Cases of interstitial lung disease have been reported with some statins and with fenofibrate, especially with long term therapy (see section 4.8). Presenting features can include dyspnoea, non-productive cough and deterioration in general health (fatigue, weight loss and fever). If it is suspected a patient has developed interstitial lung disease, Cholib therapy should be discontinued.

Diabetes mellitus

Some evidence suggests that statins as a class raise blood glucose and in some patients, at high risk of future diabetes, may produce a level of hyperglycaemia where formal diabetes care is appropriate. This risk, however, is outweighed by the reduction in vascular risk with statins and therefore should not be a reason for stopping statin treatment. Patients at risk (fasting glucose 5.6 to 6.9 mmol/L, BMI>30 kg/m² , raised triglycerides, hypertension) should be monitored both clinically and biochemically according to national guidelines.

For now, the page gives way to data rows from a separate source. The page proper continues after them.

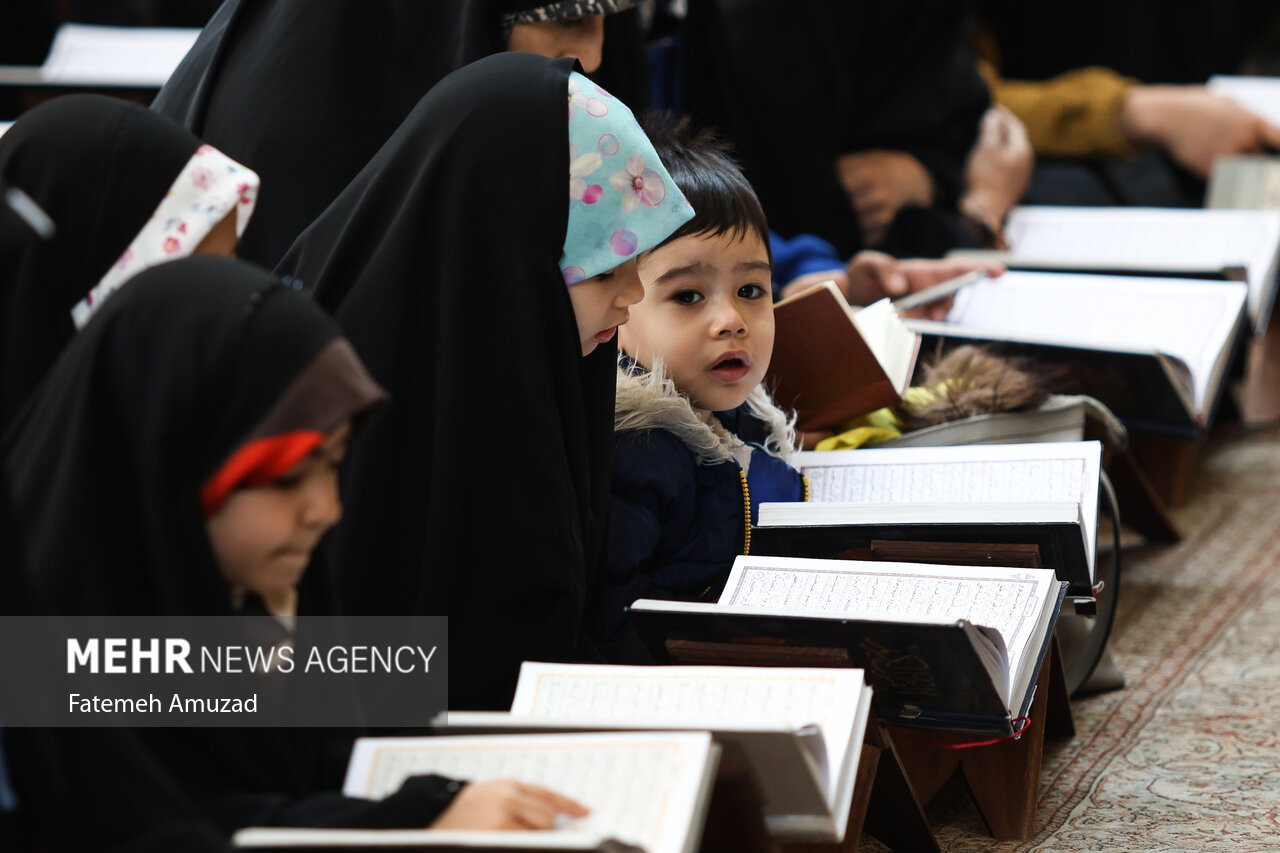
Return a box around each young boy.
[603,117,805,638]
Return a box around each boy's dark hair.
[643,113,773,263]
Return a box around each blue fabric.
[600,406,804,639]
[769,231,845,293]
[0,729,18,815]
[565,72,694,284]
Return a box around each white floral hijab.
[72,145,260,329]
[561,72,694,284]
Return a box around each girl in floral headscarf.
[0,95,259,432]
[278,54,692,708]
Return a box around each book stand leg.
[1125,433,1198,504]
[1107,451,1183,543]
[698,756,778,853]
[1239,318,1280,428]
[893,644,1074,841]
[781,719,941,853]
[667,640,941,853]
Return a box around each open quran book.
[234,731,719,853]
[630,556,1066,731]
[768,442,1102,597]
[908,270,1249,434]
[443,662,870,841]
[951,205,1280,333]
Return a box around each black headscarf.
[0,212,230,853]
[0,95,200,430]
[4,257,465,831]
[5,257,366,616]
[151,0,645,266]
[276,54,616,707]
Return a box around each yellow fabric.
[814,409,902,450]
[814,379,967,450]
[978,60,1138,158]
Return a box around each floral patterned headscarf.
[561,72,694,284]
[72,145,260,329]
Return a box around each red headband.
[200,429,325,520]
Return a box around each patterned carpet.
[861,428,1280,853]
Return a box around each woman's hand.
[846,251,1005,320]
[428,779,590,830]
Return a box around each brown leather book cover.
[764,282,919,432]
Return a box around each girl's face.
[205,419,351,599]
[191,209,239,257]
[568,257,644,356]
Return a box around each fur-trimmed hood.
[613,356,796,470]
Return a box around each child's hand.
[847,251,1005,320]
[428,779,590,830]
[836,150,933,246]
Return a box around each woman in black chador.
[276,53,692,708]
[152,0,640,266]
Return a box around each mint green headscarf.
[561,72,694,284]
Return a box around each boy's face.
[618,225,773,412]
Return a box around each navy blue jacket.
[600,368,805,638]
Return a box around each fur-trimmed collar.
[613,356,795,470]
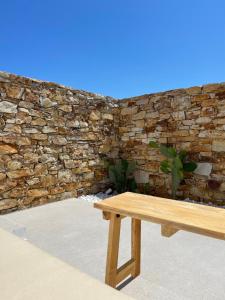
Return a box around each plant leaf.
[160,160,171,174]
[183,161,197,172]
[159,145,177,158]
[179,150,187,161]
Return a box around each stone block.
[0,101,17,114]
[212,140,225,152]
[194,162,212,177]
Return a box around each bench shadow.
[116,276,134,291]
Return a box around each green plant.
[149,141,197,199]
[138,182,151,195]
[108,159,137,193]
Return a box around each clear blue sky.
[0,0,225,98]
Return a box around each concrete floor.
[0,199,225,300]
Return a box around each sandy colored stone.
[3,124,22,134]
[40,98,57,108]
[59,105,73,112]
[0,144,17,154]
[120,106,138,116]
[212,140,225,152]
[31,118,46,126]
[31,133,48,141]
[16,136,31,146]
[6,169,32,179]
[6,86,24,99]
[52,136,67,145]
[7,160,22,171]
[0,173,6,181]
[196,117,212,124]
[0,101,17,114]
[42,126,57,133]
[132,111,146,120]
[0,199,18,211]
[89,111,101,121]
[34,164,48,176]
[27,189,48,198]
[58,170,73,182]
[102,114,113,121]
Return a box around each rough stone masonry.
[0,73,119,213]
[0,72,225,213]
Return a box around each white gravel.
[76,191,116,203]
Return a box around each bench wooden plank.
[161,224,179,237]
[94,192,225,240]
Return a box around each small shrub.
[107,159,137,194]
[149,141,197,199]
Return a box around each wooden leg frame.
[103,212,141,288]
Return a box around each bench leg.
[105,213,141,287]
[105,214,121,287]
[131,219,141,277]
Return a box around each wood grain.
[94,192,225,240]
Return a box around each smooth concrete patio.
[0,199,225,300]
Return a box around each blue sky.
[0,0,225,98]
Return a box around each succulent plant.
[149,141,197,199]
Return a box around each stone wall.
[0,72,225,213]
[0,73,119,213]
[119,83,225,205]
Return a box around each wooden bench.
[94,192,225,287]
[0,228,133,300]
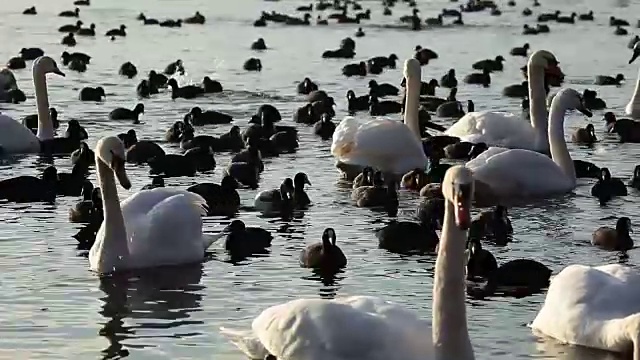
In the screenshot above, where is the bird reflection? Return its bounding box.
[100,264,204,359]
[302,269,345,300]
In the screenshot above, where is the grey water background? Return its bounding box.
[0,0,640,360]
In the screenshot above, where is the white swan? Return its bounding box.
[531,264,640,360]
[445,50,558,153]
[220,166,474,360]
[624,43,640,119]
[466,89,591,200]
[331,59,427,179]
[0,56,64,154]
[89,136,222,274]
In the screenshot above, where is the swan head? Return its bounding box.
[33,55,65,76]
[551,88,593,117]
[403,59,421,79]
[629,42,640,64]
[95,136,131,190]
[442,165,474,230]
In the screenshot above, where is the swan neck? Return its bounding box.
[404,76,422,141]
[33,65,54,141]
[549,96,576,184]
[432,200,474,360]
[630,69,640,108]
[92,156,129,273]
[527,64,548,150]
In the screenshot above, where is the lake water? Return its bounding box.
[0,0,640,360]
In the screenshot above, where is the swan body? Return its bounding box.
[445,50,557,152]
[531,264,640,359]
[220,166,474,360]
[89,137,221,273]
[0,56,64,154]
[331,59,427,178]
[466,89,589,199]
[221,296,433,360]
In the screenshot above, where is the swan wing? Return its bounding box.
[123,189,208,267]
[466,148,572,198]
[531,264,640,352]
[252,298,432,360]
[444,111,537,150]
[331,116,427,174]
[0,114,40,154]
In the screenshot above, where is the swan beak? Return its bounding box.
[454,184,471,230]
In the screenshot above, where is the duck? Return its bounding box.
[300,228,347,271]
[439,69,458,88]
[0,166,58,203]
[376,210,440,255]
[58,8,80,17]
[118,61,138,79]
[313,114,336,140]
[331,59,427,180]
[254,178,294,214]
[89,136,222,274]
[464,69,491,87]
[223,220,273,258]
[183,11,206,25]
[470,55,506,71]
[189,106,233,126]
[342,61,367,77]
[293,172,311,209]
[347,90,369,114]
[60,33,77,46]
[571,124,598,145]
[444,50,558,152]
[369,80,400,97]
[466,88,591,201]
[509,43,531,57]
[469,205,513,246]
[591,167,628,205]
[604,111,640,143]
[242,58,262,71]
[578,10,593,21]
[109,103,144,124]
[351,171,398,209]
[629,165,640,190]
[530,263,640,357]
[136,79,159,98]
[593,74,624,86]
[76,24,96,36]
[591,216,633,251]
[79,86,107,102]
[22,107,60,133]
[69,181,102,223]
[104,24,127,36]
[167,78,204,100]
[187,175,240,216]
[467,238,551,296]
[220,165,474,360]
[58,20,84,32]
[71,141,96,167]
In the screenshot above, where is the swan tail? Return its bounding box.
[220,327,269,359]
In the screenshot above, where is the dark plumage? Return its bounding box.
[300,228,347,271]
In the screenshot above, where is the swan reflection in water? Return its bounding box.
[100,264,204,359]
[533,335,632,360]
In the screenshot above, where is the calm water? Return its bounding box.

Veno-thromboembolic events

In the FIELD study, a statistically significant increase was reported in the incidence of pulmonary embolism (0.7% in the placebo group versus 1.1% in the fenofibrate group; p=0.022) and a statistically non significant increase in deep vein thrombosis (placebo 1.0% 48/4900 patients) versus fenofibrate 1.4% (67/4895); p=0.074. The increased risk of venous thrombotic events may be related to the increased homocysteine level, a risk factor for thrombosis and other unidentified factors. The clinical significance of this is not clear. Therefore, caution should be exercised in patients with history of pulmonary embolism.

Myasthenia gravis

In few cases, statins have been reported to induce de novo or aggravate pre-existing myasthenia gravis or ocular myasthenia (see section 4.8). Cholib should be discontinued in case of aggravation of symptoms. Recurrences when the same or a different statin was (re-) administered have been reported.

Excipients

As this medicinal product contains lactose, patients with rare hereditary problems of galactose intolerance, Lapp lactase deficiency or glucose-galactose malabsorption should not take this medicinal product.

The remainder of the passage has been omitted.